When I was a kid, my mom would make me Velveeta and mayonnaise sandwiches on Wonder Bread. I actually thought that Velveeta was a type of cheese, like Swiss or Muenster. My mother only bought two types of cheese: the processed cheese squares in the individual plastic wrappers and logs of Velveeta. Unfortunately, my mother was not from the South so she did not understand the real virtues of this glorious processed cheese food. She only knew to slice it and put it on squishy highly processed white bread. And she certainly didn’t know about Duke’s mayonnaise. Kraft was the brand of choice in Illinois.
So fast forward to about 15 years later when I got to Charlotte, N.C., my first outpost in the South. Velveeta was an entirely different animal past the Mason Dixon Line. It was melted with Ro-Tel tomatoes to make a sublime dip. It was cut into cubes and folded into macaroni and cheese. And, in its highest calling, it was the gooey foundation of that perennial summer favorite, Squash Casserole.

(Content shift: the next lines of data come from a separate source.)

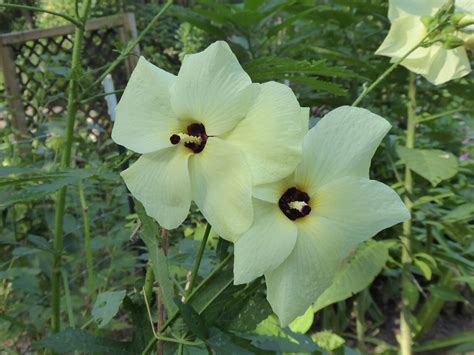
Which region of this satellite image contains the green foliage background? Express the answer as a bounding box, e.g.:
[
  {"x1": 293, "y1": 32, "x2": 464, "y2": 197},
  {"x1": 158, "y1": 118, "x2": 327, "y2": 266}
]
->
[{"x1": 0, "y1": 0, "x2": 474, "y2": 354}]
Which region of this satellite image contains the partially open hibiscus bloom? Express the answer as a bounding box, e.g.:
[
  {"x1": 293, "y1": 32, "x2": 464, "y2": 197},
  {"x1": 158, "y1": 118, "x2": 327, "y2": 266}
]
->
[
  {"x1": 375, "y1": 0, "x2": 472, "y2": 85},
  {"x1": 112, "y1": 42, "x2": 309, "y2": 237},
  {"x1": 234, "y1": 107, "x2": 410, "y2": 326}
]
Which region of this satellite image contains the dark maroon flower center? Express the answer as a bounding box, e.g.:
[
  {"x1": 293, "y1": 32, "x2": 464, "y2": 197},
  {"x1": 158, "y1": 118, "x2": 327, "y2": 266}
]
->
[
  {"x1": 170, "y1": 123, "x2": 208, "y2": 153},
  {"x1": 278, "y1": 187, "x2": 311, "y2": 221}
]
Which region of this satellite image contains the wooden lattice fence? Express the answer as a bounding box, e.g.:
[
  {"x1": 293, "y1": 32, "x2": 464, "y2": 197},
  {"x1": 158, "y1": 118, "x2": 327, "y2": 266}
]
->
[{"x1": 0, "y1": 13, "x2": 139, "y2": 139}]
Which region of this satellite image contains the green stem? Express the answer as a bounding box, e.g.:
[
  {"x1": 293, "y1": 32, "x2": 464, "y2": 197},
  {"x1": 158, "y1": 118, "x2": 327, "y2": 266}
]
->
[
  {"x1": 187, "y1": 223, "x2": 211, "y2": 296},
  {"x1": 84, "y1": 0, "x2": 173, "y2": 93},
  {"x1": 51, "y1": 0, "x2": 91, "y2": 333},
  {"x1": 79, "y1": 181, "x2": 97, "y2": 303},
  {"x1": 354, "y1": 290, "x2": 367, "y2": 354},
  {"x1": 352, "y1": 25, "x2": 441, "y2": 106},
  {"x1": 142, "y1": 253, "x2": 234, "y2": 355},
  {"x1": 0, "y1": 4, "x2": 83, "y2": 27},
  {"x1": 415, "y1": 269, "x2": 456, "y2": 339},
  {"x1": 400, "y1": 72, "x2": 416, "y2": 355}
]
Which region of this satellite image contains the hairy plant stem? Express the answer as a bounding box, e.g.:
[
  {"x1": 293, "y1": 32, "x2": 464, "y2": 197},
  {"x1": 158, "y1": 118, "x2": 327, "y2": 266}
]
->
[
  {"x1": 354, "y1": 290, "x2": 368, "y2": 354},
  {"x1": 186, "y1": 223, "x2": 211, "y2": 298},
  {"x1": 79, "y1": 181, "x2": 97, "y2": 303},
  {"x1": 400, "y1": 72, "x2": 416, "y2": 355},
  {"x1": 51, "y1": 0, "x2": 91, "y2": 333}
]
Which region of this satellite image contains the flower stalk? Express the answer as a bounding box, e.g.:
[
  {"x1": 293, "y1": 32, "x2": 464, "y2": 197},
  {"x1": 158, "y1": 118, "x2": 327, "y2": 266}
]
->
[
  {"x1": 51, "y1": 0, "x2": 91, "y2": 333},
  {"x1": 400, "y1": 72, "x2": 417, "y2": 355}
]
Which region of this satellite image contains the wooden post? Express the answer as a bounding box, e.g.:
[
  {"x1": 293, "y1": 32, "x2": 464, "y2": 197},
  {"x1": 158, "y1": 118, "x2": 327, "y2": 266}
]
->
[
  {"x1": 0, "y1": 38, "x2": 28, "y2": 135},
  {"x1": 119, "y1": 12, "x2": 140, "y2": 77}
]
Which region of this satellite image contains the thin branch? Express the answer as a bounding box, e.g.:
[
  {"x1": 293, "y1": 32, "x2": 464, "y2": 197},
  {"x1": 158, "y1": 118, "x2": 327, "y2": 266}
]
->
[
  {"x1": 0, "y1": 4, "x2": 84, "y2": 27},
  {"x1": 85, "y1": 0, "x2": 173, "y2": 92}
]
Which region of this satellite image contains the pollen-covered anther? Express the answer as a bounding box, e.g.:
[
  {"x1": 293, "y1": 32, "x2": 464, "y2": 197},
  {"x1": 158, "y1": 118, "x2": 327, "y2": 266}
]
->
[
  {"x1": 173, "y1": 133, "x2": 202, "y2": 144},
  {"x1": 170, "y1": 123, "x2": 208, "y2": 153}
]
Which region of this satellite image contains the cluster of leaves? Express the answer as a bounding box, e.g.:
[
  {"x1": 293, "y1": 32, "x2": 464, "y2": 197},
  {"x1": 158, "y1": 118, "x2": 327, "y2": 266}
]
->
[{"x1": 0, "y1": 0, "x2": 474, "y2": 354}]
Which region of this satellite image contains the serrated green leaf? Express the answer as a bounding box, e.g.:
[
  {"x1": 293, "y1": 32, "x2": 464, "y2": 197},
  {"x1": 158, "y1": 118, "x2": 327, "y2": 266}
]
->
[
  {"x1": 36, "y1": 328, "x2": 131, "y2": 355},
  {"x1": 288, "y1": 307, "x2": 314, "y2": 334},
  {"x1": 397, "y1": 146, "x2": 458, "y2": 186},
  {"x1": 311, "y1": 330, "x2": 346, "y2": 351},
  {"x1": 92, "y1": 290, "x2": 127, "y2": 328},
  {"x1": 135, "y1": 200, "x2": 178, "y2": 314},
  {"x1": 313, "y1": 241, "x2": 389, "y2": 312},
  {"x1": 175, "y1": 298, "x2": 209, "y2": 340},
  {"x1": 244, "y1": 57, "x2": 358, "y2": 78},
  {"x1": 442, "y1": 203, "x2": 474, "y2": 222}
]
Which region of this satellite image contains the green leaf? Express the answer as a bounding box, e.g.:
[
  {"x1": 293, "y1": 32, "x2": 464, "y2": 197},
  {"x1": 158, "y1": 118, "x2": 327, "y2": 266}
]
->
[
  {"x1": 287, "y1": 76, "x2": 347, "y2": 96},
  {"x1": 35, "y1": 328, "x2": 131, "y2": 355},
  {"x1": 0, "y1": 169, "x2": 96, "y2": 209},
  {"x1": 244, "y1": 57, "x2": 358, "y2": 78},
  {"x1": 254, "y1": 315, "x2": 320, "y2": 354},
  {"x1": 175, "y1": 298, "x2": 209, "y2": 340},
  {"x1": 135, "y1": 200, "x2": 178, "y2": 314},
  {"x1": 92, "y1": 290, "x2": 127, "y2": 328},
  {"x1": 289, "y1": 307, "x2": 314, "y2": 334},
  {"x1": 453, "y1": 276, "x2": 474, "y2": 290},
  {"x1": 397, "y1": 146, "x2": 458, "y2": 186},
  {"x1": 191, "y1": 268, "x2": 234, "y2": 321},
  {"x1": 311, "y1": 330, "x2": 346, "y2": 351},
  {"x1": 313, "y1": 241, "x2": 389, "y2": 312},
  {"x1": 226, "y1": 291, "x2": 274, "y2": 332}
]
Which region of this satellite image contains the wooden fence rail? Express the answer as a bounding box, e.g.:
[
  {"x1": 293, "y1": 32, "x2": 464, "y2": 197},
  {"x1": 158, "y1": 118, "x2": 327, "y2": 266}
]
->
[{"x1": 0, "y1": 13, "x2": 139, "y2": 135}]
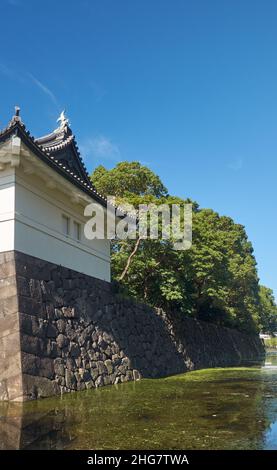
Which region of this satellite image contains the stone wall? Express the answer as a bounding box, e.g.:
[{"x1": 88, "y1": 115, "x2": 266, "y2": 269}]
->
[{"x1": 0, "y1": 252, "x2": 264, "y2": 401}]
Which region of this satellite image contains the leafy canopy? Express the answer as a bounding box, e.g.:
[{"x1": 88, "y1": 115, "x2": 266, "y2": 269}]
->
[{"x1": 91, "y1": 162, "x2": 277, "y2": 332}]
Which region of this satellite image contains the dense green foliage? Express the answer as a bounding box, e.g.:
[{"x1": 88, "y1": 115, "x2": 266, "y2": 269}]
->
[{"x1": 92, "y1": 162, "x2": 277, "y2": 331}]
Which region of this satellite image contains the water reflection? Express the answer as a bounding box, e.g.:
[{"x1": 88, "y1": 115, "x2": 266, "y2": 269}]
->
[{"x1": 0, "y1": 362, "x2": 277, "y2": 449}]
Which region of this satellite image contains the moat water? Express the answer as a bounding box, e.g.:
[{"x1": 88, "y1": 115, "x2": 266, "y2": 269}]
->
[{"x1": 0, "y1": 353, "x2": 277, "y2": 450}]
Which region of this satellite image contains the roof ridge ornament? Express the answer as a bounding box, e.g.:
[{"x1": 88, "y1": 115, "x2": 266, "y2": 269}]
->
[
  {"x1": 54, "y1": 109, "x2": 70, "y2": 132},
  {"x1": 11, "y1": 106, "x2": 21, "y2": 122}
]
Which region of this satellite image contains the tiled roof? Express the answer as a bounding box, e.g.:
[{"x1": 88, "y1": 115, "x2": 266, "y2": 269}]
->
[{"x1": 0, "y1": 110, "x2": 107, "y2": 206}]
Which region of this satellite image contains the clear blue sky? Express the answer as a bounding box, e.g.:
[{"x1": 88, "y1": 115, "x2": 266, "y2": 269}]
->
[{"x1": 0, "y1": 0, "x2": 277, "y2": 295}]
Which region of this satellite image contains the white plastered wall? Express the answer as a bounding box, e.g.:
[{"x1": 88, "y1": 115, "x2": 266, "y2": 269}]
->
[
  {"x1": 0, "y1": 154, "x2": 110, "y2": 281},
  {"x1": 0, "y1": 168, "x2": 15, "y2": 252}
]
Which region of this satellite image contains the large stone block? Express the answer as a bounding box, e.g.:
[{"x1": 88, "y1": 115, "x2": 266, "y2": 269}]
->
[{"x1": 0, "y1": 252, "x2": 264, "y2": 401}]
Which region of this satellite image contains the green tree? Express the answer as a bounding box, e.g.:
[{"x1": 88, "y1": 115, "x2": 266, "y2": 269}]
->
[
  {"x1": 259, "y1": 286, "x2": 277, "y2": 335},
  {"x1": 92, "y1": 162, "x2": 268, "y2": 332}
]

Every Southern cook, it seems, has a different and equally delicious recipe for Squash Casserole. Like zucchini, you’d better have a lot of good recipes for summer squash because it spreads like wild fire down here.
What follows is a recipe passed along to me by Terrell Jones, one of the great gentlemen of Georgia, who has taught me more about Southern foodways than any other person. It came to him by way of Norris and Sandy Brewer and was his mother’s recipe. Terrell says he’s eaten a lot of Squash Casserole in his time and this is the best he ever had. And you can take that to the bank.
1 poound summer squash, sliced
1 teaspoon sugar
3/4 cup onion, diced
1 stick butter, softened to room temperature
1/2 cup mayonnaise
1/2 cup grated Velveeta
1 small jar pimentos
Salt and pepper to taste
Cracker crumbs, additional grated cheese and additional butter (melted) for the top.
Cook squash and onion in boiling water until tender. Drain and mash together. Add butter, sugar, cheese, pimento, salt and pepper.The mixture should have the consistency of pudding. Put it in a 2-quart casserole. top with cracker crumbs, and additional cheese and butter.
Bake at 350 degrees until set, about 30 minutes.
(By the way, Terrell leaves the sugar out but I think it adds sweetness to the squash.)